Investigate Age variable. Look at its distribution for each gender.

# age distribution
titanic_train_df %>% 
  ggplot(aes(x = Age)) +
  geom_histogram(color = 'white', binwidth = 10) +
  facet_wrap(~Sex)
Warning: Removed 177 rows containing non-finite values (stat_bin).

For the missing 20% of the rows, we could use various types of imputation, but lets go with a ‘lazy’ imputation for this exercise. Meaning, we will look the median of the ages for non-missing values, and replace all missing ones with this median.

age_median <- 
  titanic_train_df %>% 
  summarise(median(Age, na.rm = T))
age_median
# A tibble: 1 × 1
  `median(Age, na.rm = T)`
                     <dbl>
1                       28

Median age is 28. Now we do ‘lazy’ imputation. Note that replace function below creates a lisrt instead of a numeric variable, so we also change it back to numeric.

# fill age variable: lazy imputation
titanic_train_df <-  
  titanic_train_df %>% 
  mutate(Age = replace(Age,is.na(Age),age_median)) %>% 
  mutate(Age = unlist(Age))
skimr::skim(titanic_train_df)
Data summary
Name titanic_train_df
Number of rows 891
Number of columns 8
_______________________
Column type frequency:
factor 4
numeric 4
________________________
Group variables None

Variable type: factor

skim_variable n_missing complete_rate ordered n_unique top_counts
Survived 0 1 FALSE 2 0: 549, 1: 342
Pclass 0 1 FALSE 3 3: 491, 1: 216, 2: 184
Sex 0 1 FALSE 2 mal: 577, fem: 314
Embarked 0 1 FALSE 3 S: 646, C: 168, Q: 77

Variable type: numeric

skim_variable n_missing complete_rate mean sd p0 p25 p50 p75 p100 hist
Age 0 1 29.36 13.02 0.42 22.00 28.00 35 80.00 ▂▇▃▁▁
SibSp 0 1 0.52 1.10 0.00 0.00 0.00 1 8.00 ▇▁▁▁▁
Parch 0 1 0.38 0.81 0.00 0.00 0.00 0 6.00 ▇▁▁▁▁
Fare 0 1 32.20 49.69 0.00 7.91 14.45 31 512.33 ▇▁▁▁▁

Here SibSp and Parch are number of siblings and parents of a particular traveler. We could combine all of these into single variable that has all family member travelers including the traveler themselves.

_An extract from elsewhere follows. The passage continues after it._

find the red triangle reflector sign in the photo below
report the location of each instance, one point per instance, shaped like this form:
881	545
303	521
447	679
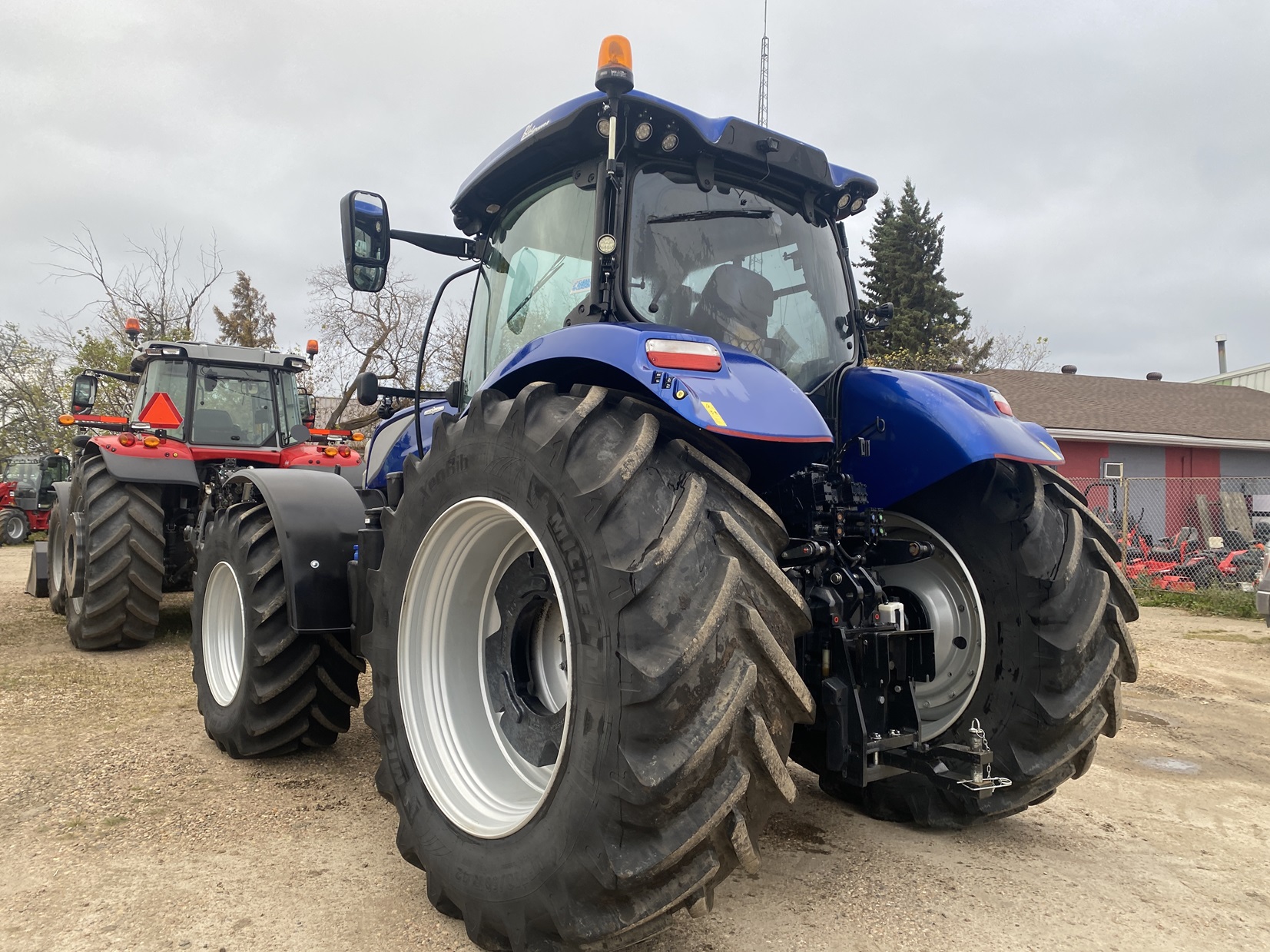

# combine siblings, parents together
titanic_train_df <- 
  titanic_train_df %>% 
  mutate(Travelers = SibSp + Parch + 1) %>% 
  select(-c(SibSp, Parch))
# glimpse
glimpse(titanic_train_df)
Rows: 891
Columns: 7
$ Survived  <fct> 0, 1, 1, 1, 0, 0, 0, 0, 1, 1, 1, 1, 0, 0, 0, 1, 0, 1, 0, 1, …
$ Pclass    <fct> 3, 1, 3, 1, 3, 3, 1, 3, 3, 2, 3, 1, 3, 3, 3, 2, 3, 2, 3, 3, …
$ Sex       <fct> male, female, female, female, male, male, male, male, female…
$ Age       <dbl> 22, 38, 26, 35, 35, 28, 54, 2, 27, 14, 4, 58, 20, 39, 14, 55…
$ Fare      <dbl> 7.2500, 71.2833, 7.9250, 53.1000, 8.0500, 8.4583, 51.8625, 2…
$ Embarked  <fct> S, C, S, S, S, Q, S, S, S, C, S, S, S, S, S, S, Q, S, S, C, …
$ Travelers <dbl> 2, 2, 1, 2, 1, 1, 1, 5, 3, 2, 3, 1, 1, 7, 1, 1, 6, 1, 2, 1, …

If we need to fit any kind of machine learning algorithm, then very same manipulations using only training data statistics need to be applied to the testing data. We will do all of these with meta-package named tidymodels.